After all this, it’s time to take a plunge into Howard’s original Conan stories. They can be found in literally hundreds of cheap paperbacks, mostly produced from the late 1960s to the early 1980s, but most of these contain only a few of Howard’s originals, often poorly edited and with major omissions, combined with pastiches of generally poor quality. There are also many collections of Howard’s short stories, but most of the Conan-specific ones are out of print. The book to go with here is The Complete Chronicles Of Conan, released by British publisher Orion Books in 2006 to mark the 100th anniversary of Howard’s birth.
Widely available, affordable, and with lots of extras (maps, timelines, an overview of Hyboria, and an essay on Howard’s life and development by Stephen Jones), Complete Chronicles contains every Conan short story Howard ever wrote, as well as a handful of poems in which the character and his world appeared.

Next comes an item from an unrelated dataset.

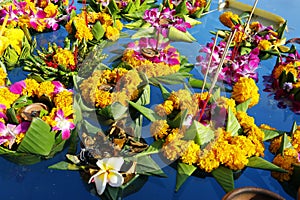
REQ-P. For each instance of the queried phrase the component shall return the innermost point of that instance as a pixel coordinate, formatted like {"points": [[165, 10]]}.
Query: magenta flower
{"points": [[9, 132], [63, 124], [233, 68], [162, 21], [162, 53], [17, 87]]}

Unfinished stories and fragments are clearly identified as such, and while the stories are presented in the order in which they were written, not in which they take place, the essay material presents possible character chronologies for those looking for a long-term continuity. Reading these stories really gives a sense of the visceral, morally dark philosophical strangeness that made Conan stand out against the one-dimensional pulp heroes of the day, and that appealed to readers long after many of Howard’s contemporaries were forgotten. Its thoroughness also obviates the need to sort through piles of paperbacks for completeness’ sake.
Where not to start: Conan The Destroyer, the 1984 film sequel to Conan The Barbarian, has its moments, but it’s a bit of a mess overall, and it’s for completists only. Every television version of the character (the animated series Conan The Adventurer and Conan And The Young Warriors, and the live-action Conan The Adventurer series) has been significantly defanged, dumbing down and infantilizing the character to the degree that he’s robbed of his savage appeal. And while there are very worthwhile comic adaptations other than the Thomas/Windsor-Smith Marvel run, much like the pastiche novels and short stories written by Howard followers, they’re of highly variant quality, and require a lot of sorting through garbage to get to the good stuff. DeCamp and Anderson in particular have written some good Conan stories, but finding them is a project best saved for after you’ve been exposed to Howard’s originals.